People saying “Hello.” Please pardon my gender stereotypes.

Wednesday I wrote about the value of talking to people you run into at the market, convenience store, restaurant, and so forth.  Then — what a coincidence — I saw a report on CNN about the Power of Hello and the negative impacts of loneliness.

Apparently Oprah is championing an initiative designed to encourage people to #justsayhello.  Initiatives turn me off.  “Initiative” is just a fancy word for “fad,” and fads come and go like the Snuggie and the Zone Diet.  What I’d like to see is a steady reversal in the trend toward isolation.  Or maybe a permanent revelation on the part of humankind that putting down cell phones and talking to folks in your actual vicinity is a wonderful thing.
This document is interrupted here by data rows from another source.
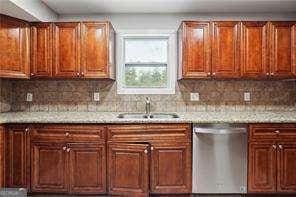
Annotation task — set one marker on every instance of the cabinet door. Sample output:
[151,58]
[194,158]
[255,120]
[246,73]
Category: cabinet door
[283,49]
[66,49]
[254,55]
[262,167]
[128,170]
[18,157]
[170,167]
[87,164]
[225,49]
[41,50]
[94,50]
[286,179]
[14,45]
[48,170]
[196,53]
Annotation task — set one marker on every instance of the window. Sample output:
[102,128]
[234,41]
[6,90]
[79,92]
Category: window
[146,64]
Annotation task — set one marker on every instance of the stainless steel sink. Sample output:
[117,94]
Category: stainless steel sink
[163,115]
[146,116]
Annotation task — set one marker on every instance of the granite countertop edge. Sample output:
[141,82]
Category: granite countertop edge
[111,117]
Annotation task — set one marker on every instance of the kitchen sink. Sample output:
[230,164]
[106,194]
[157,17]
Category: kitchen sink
[146,116]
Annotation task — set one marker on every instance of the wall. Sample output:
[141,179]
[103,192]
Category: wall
[5,95]
[76,95]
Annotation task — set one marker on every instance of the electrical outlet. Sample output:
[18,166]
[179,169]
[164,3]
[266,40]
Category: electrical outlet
[96,96]
[247,96]
[29,97]
[194,96]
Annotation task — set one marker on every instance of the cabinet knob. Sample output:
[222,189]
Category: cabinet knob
[280,146]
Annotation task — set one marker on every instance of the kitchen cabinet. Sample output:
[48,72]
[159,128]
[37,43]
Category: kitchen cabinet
[49,167]
[14,45]
[66,49]
[283,50]
[209,49]
[97,50]
[225,49]
[128,168]
[254,50]
[168,149]
[194,50]
[170,167]
[262,167]
[77,150]
[17,156]
[272,158]
[41,49]
[2,156]
[87,165]
[73,50]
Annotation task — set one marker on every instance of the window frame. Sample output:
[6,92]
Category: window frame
[171,62]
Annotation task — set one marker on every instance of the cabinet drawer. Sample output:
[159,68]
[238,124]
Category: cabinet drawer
[272,131]
[149,132]
[69,132]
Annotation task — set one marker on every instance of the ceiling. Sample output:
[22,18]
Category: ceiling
[170,6]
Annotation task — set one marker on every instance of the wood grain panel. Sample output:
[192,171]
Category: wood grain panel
[41,49]
[262,167]
[225,49]
[254,50]
[66,49]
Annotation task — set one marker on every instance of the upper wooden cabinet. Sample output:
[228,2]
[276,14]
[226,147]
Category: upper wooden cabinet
[283,49]
[14,45]
[66,49]
[248,49]
[72,50]
[195,50]
[97,50]
[254,50]
[225,53]
[41,50]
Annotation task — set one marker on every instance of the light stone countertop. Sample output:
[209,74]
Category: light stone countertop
[185,117]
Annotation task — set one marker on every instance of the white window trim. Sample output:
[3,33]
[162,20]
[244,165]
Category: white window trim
[171,66]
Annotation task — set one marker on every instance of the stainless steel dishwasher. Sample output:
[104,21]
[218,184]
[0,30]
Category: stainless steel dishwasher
[219,159]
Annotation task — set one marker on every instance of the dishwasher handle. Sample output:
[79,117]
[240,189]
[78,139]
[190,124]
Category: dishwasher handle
[220,131]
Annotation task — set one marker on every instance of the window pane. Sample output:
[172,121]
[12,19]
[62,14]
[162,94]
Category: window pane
[146,76]
[146,50]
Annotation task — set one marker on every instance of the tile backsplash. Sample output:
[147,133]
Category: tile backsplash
[5,95]
[76,95]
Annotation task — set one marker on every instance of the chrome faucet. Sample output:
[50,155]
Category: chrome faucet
[148,106]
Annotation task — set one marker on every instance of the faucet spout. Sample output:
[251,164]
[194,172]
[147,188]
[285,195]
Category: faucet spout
[147,106]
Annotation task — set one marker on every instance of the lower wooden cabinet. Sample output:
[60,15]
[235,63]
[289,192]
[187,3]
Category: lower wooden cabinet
[68,167]
[17,157]
[128,169]
[272,158]
[170,167]
[87,165]
[49,167]
[262,167]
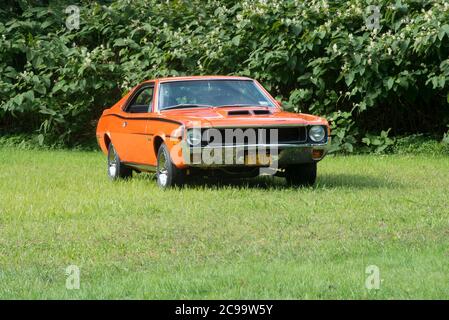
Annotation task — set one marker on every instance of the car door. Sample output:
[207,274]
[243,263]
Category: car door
[134,143]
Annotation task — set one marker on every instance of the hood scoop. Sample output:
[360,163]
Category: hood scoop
[239,113]
[261,112]
[248,112]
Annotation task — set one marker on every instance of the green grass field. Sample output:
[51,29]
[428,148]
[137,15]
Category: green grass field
[257,239]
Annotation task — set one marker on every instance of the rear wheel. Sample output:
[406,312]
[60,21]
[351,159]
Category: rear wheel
[116,169]
[301,174]
[168,175]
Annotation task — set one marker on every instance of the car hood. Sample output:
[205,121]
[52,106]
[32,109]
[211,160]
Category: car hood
[239,117]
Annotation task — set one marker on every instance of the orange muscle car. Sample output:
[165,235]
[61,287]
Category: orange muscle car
[209,126]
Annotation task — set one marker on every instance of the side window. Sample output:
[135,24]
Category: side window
[142,102]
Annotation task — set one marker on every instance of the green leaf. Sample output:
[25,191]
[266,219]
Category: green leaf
[390,83]
[349,78]
[40,139]
[236,40]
I know, it’s a lot to ask, but look at the evidence.  We already know the dangers of talking and texting while driving.  Now we know that there are measurable negative health affects associated with loneliness and isolation.  And that being isolated and self-absorbed (or phone-absorbed) you could even get shot:

“The San Francisco Police Department says that security footage reveals the alleged killer of a young man on a San Francisco light-rail train had his weapon out in plain sight, the San Francisco Chronicle reported. But what investigators found more alarming is that none of the other passengers noticed because they were staring at their phones.”